Ruth Matar, Women in Green, writes:
The following was sent to me by Gilbert Simons from his as yet unpublished book on this subject.
"How did this artificial Arab country of Palestine come into being? Ahmed Shuqairy, a lawyer, created it out of thin air, at the bequest of Egyptian President Gamal Abdel Nasser. From his pen came the Palestine National Covenant, a historical revisionist document creating a mythical state, concurrently eliminating Israel from the history books. He then created an organization, The Palestine Liberation Organization (the PLO), to destroy the reborn state of Israel, while 'liberating' his fictitious Arab Palestinian state, a circular tour de force. Nasser appointed him the PLO's first Chairman. No 'Palestinians' were involved.
"In his memoirs, Shuqairy reminisces: 'Firstly, I started by laying down the Palestinian entity on paper, like the engineer who traces the plan of a building with all of its foundations, details and measurements. I wrote, altered, erased and changed the order of the articles until I formulated the 'National Covenant' and the 'Fundamental Law' of the Palestine Liberation Organization.' (From the Summit to Defeat, with the Kings and the Presidents). Ahmed Shuqairy himself acknowledged before the Security Council: 'It is common knowledge that Palestine is nothing but southern Syria' [which itself was not a nation, but a province of the Ottoman Empire for about 700 years until the Empire was carved up by the victorious Allies in 1918].
"PLO Claim: Ahmed Shuqairy, the author of The PLO Covenant or Charter, set down in Article 4: 'The Palestinian personality is an innate, persistent characteristic that does not disappear, and it is transferred from father to son....,' Article 7 reads: 'The Palestinian affiliation and the material, spiritual and historical tie with Palestine are permanent realities.' But then, Shuqairy ran into a problem. Creating a Palestinian identity on paper was one thing, but getting Arabs to behave as if it was real was another. Arabs had to be taught these 'innate characteristics,' an oxymoron. Blithely ignoring the contradiction, in the same Article 7, quoted above, Shuqairy added: 'The upbringing of the Palestinian individual in an Arab and revolutionary fashion, the undertaking of all means of forging consciousness and training the Palestinian, in order to acquaint him profoundly with his homeland, spiritually and materially, and preparing him for the conflict and armed struggle, as well as for the sacrifice of his property and life to restore his homeland, until the liberation - all this is a national duty.'
"Another contradiction which did not bother Shuqairy was to claim that the Arabs of the area were uniquely 'Palestinians,' while simultaneously asserting that 'The Palestinian people are a part of the Arab Nation,' (Article 1), thus no different from the Arabs of the Middle East and North Africa, which of course is a fact."

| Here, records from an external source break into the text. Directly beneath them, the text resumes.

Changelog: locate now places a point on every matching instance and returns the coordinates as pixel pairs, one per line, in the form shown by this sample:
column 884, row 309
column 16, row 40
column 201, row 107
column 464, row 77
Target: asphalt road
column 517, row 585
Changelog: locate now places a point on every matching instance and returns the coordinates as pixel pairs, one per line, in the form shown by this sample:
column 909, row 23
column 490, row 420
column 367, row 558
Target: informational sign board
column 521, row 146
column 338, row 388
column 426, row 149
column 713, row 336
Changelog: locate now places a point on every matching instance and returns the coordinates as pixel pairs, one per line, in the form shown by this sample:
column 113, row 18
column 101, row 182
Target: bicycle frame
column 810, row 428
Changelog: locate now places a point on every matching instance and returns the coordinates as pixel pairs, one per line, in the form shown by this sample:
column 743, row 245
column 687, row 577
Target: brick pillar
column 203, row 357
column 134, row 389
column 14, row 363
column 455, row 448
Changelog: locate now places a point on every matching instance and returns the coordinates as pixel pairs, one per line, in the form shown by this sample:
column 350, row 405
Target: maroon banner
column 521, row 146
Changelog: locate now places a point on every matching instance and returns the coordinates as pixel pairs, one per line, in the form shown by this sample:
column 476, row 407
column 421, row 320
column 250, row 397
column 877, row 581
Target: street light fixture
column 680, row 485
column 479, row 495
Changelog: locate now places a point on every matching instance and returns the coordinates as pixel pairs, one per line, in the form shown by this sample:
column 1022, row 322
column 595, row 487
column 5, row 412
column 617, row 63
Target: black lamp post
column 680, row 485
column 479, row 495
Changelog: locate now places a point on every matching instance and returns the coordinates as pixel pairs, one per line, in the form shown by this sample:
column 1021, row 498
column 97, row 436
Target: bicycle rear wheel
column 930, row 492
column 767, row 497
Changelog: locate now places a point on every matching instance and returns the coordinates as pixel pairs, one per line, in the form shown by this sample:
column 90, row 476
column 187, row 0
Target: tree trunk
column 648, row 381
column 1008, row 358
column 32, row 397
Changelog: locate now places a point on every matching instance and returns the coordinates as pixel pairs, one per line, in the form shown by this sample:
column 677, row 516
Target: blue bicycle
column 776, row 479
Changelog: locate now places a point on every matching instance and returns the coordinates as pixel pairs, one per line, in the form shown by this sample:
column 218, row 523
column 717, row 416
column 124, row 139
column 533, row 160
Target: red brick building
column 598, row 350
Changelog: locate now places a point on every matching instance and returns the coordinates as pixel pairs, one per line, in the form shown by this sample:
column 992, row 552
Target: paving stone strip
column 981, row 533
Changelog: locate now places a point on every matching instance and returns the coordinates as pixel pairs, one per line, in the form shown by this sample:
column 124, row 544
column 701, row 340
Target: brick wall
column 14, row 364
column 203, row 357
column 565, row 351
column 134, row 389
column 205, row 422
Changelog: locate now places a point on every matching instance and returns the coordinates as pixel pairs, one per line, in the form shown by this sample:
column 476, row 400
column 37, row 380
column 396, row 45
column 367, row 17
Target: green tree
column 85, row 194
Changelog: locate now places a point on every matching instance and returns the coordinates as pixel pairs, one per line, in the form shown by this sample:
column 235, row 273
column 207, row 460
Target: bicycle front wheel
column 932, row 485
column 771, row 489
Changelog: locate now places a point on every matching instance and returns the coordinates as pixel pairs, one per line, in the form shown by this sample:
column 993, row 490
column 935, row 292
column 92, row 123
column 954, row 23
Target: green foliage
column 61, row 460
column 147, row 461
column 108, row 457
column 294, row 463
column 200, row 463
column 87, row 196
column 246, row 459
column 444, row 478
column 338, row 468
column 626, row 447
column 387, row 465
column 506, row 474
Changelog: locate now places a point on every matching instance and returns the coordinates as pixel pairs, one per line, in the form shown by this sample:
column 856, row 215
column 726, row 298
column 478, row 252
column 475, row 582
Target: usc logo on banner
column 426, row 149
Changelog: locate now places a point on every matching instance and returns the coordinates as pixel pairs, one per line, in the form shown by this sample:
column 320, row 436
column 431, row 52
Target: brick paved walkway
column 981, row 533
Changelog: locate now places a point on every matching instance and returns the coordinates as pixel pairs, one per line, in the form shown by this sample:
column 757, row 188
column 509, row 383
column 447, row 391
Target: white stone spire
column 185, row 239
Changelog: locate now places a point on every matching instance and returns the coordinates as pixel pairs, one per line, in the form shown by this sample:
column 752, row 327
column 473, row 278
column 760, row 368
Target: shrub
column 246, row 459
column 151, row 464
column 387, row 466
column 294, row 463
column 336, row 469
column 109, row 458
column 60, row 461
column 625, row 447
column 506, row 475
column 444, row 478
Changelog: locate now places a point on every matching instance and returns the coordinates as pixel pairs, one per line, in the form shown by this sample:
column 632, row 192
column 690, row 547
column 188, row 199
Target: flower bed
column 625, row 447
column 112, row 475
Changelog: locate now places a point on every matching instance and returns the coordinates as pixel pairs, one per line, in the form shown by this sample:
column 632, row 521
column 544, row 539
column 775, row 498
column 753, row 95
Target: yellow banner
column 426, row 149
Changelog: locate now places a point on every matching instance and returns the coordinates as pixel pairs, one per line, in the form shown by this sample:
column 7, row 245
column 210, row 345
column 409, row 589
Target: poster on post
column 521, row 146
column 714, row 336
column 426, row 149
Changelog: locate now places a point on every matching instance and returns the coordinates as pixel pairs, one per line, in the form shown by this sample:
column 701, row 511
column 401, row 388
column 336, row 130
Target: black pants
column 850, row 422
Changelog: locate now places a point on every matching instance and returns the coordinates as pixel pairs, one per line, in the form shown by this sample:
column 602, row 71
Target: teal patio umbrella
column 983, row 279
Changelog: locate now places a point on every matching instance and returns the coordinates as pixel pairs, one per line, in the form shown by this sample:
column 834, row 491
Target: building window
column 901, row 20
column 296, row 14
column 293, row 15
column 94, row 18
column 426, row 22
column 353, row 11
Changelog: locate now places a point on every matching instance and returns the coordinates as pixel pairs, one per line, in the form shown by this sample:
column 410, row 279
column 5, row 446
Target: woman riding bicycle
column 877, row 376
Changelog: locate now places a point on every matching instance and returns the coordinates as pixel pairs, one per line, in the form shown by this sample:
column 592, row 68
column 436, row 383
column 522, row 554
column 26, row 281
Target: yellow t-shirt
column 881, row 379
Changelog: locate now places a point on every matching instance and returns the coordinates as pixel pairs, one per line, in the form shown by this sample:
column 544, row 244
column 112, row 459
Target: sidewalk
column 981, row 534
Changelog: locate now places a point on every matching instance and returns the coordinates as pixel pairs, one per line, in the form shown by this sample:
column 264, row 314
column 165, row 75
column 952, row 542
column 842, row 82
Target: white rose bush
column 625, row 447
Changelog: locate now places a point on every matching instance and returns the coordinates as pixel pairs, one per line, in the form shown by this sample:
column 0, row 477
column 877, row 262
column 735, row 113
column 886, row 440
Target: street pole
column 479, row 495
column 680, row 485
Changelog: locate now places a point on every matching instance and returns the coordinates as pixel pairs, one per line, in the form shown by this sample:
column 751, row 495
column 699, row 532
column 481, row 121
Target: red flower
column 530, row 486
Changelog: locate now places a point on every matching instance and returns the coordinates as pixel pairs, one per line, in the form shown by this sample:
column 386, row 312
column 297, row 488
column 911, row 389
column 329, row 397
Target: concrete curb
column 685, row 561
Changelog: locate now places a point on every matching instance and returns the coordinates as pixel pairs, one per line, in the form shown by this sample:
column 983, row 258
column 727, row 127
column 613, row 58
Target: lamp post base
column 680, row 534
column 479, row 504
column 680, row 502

There has never been a distinct-Arab Palestinian culture, literature, dialect or national consciousness. Zuhayer Muhsin, head of Sa'iqa [sub-group of the PLO], in an interview with James Dorsey for Trouw, 31 March 1977 put the whole matter in perspective, admitting: "It is only for political reasons that we carefully underline our Palestinian identity, because it is in the interest of the Arabs to encourage a separate Palestinian identity in contrast to Zionism. Yes, the existence of a separate Palestinian identity is there only for tactical reasons. The establishment of a Palestinian state is a new expedient to continue the fight against Zionism and for Arab unity."